大規模店舗立地法等の緩和やモータリゼーションの進展により商業施設等の郊外化が進み、中心市街地におけるシャッター街化が進んできました(写真3)。本市の郊外の大型ショッピングモールは土浦イオンモールです。平成21年に開業し、3260台の駐車所を有し、車でのアクセスが容易です。土浦イオンモールの開店を機に、本市の人口は平成24 年では487,001人と、平成15 年と比べて約128,000 人の増加となっています。 一方、中心市街地では商業が衰退し続け、空き店舗も増えています。平成24年度には空き店舗数が60件を超えました。空き店舗はモール505から亀城公園にかけて広く分布しています(図10)。市が空き店舗対策として『土浦市中心市街地開業支援事業』を実施しています。これによって平成26年度10月から平成27年度12月までで21件が開業されました。

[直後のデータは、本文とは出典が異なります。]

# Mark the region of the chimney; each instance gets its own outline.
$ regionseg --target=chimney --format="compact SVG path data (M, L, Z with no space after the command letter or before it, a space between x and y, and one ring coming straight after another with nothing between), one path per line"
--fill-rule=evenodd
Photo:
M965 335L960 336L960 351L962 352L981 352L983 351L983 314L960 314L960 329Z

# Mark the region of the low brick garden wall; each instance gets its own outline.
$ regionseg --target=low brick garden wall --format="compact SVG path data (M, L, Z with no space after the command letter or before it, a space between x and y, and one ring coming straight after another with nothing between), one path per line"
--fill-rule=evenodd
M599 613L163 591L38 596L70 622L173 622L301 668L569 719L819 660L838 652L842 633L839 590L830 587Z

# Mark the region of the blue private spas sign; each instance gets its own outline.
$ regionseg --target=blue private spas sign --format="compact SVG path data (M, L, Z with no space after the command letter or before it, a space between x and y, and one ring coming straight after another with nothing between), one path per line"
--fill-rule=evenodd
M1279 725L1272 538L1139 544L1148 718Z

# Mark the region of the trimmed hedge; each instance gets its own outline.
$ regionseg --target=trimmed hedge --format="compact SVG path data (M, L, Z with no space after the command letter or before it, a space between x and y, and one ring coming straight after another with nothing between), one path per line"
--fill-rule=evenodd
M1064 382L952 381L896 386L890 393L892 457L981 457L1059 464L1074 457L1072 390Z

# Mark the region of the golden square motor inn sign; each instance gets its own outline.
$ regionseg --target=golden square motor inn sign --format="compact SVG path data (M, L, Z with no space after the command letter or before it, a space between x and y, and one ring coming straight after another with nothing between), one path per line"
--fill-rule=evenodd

図11は土浦市における小売業販売額の推移です。80年代では土浦市の中心市街地で商業が盛んで、次いで荒川沖駅の周辺でも商業が発展してきました。しかし90年代に入ると、次第に販売額が減少し、商業衰退の傾向が見られてきました。郊外もその頃から急速に拡大し始めました。これは土浦イオンモールができる20年前の傾向です。よって中心市街地の商業衰退の主な原因が土浦イオンモールにあるとはいえません。代わりに、考えられる理由は隣接するつくば市の発展です。モータリゼーションの進展で土浦市ではなく新しくできた商業施設までいけるようになり、他市へ顧客が流れてしまいます。その意味では土浦イオンモールができて土浦の商業の状況は全体的には良い影響があったといえます。しかしながら市民によって運営された中心市街地の店舗が少なくなり、地域のらしさと文化、商店街で自然に起こる交流もなくなる懸念があります。



また、空き店舗が埋まっているということを仮定した上で魅力度を面積と店舗数として設定し、商圏分析を行った結果は次の通りです。土浦イオンモールの顧客数は中心市街地より多いです。(図12)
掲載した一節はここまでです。